As orexin is a major regulator of sleep and wakefulness, the authors examined whether this neuropeptide also mediates the diurnal fluctuations in ISF Aβ. Intracerebroventricular infusion of orexin for 6 h at the beginning of the light period (when Aβ concentrations are normally low and mice asleep) increased both ISF Aβ levels and wakefulness. Conversely, continuous administration of an orexin receptor antagonist for 24 h by microdialysis reduced wakefulness and overall ISF Aβ levels and abolished the diurnal Aβ fluctuations. The diurnal rhythm was restored immediately upon removal of the antagonist. Together, these findings suggest that orexin signalling regulates ISF Aβ levels.

The finding that the sleep–wake cycle regulates Aβ levels raises the question of whether chronic sleep deprivation can cause Aβ accumulation in the brain. The authors showed that, in transgenic mice, sleep deprivation resulted in greater Aβ plaque deposition than in non-sleep-deprived controls. Importantly, systemic administration of the orexin receptor antagonist decreased plaque formation in several brain regions.
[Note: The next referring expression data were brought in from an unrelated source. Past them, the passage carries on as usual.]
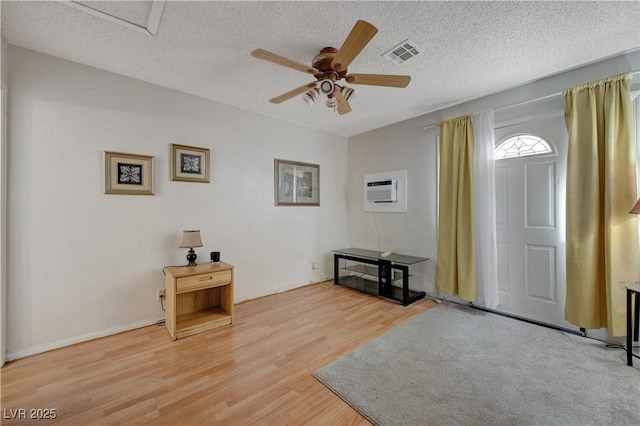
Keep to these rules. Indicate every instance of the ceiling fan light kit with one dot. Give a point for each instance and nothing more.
(330, 66)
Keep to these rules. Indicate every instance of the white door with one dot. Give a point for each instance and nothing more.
(530, 217)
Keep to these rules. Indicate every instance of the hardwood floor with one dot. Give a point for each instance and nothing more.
(256, 371)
This study shows that orexin signalling and sleep–wake behaviour regulate the level of soluble Aβ in the ISF, and that manipulating either of them can influence Aβ plaque formation in a mouse model of Alzheimer's disease. Interestingly, sleep disturbances are common in people with neurodegenerative disorders. Future studies may therefore investigate whether improving sleep patterns or manipulating orexin levels in individuals at risk for Alzheimer's disease could slow the formation of amyloid plaques and ultimately dementia.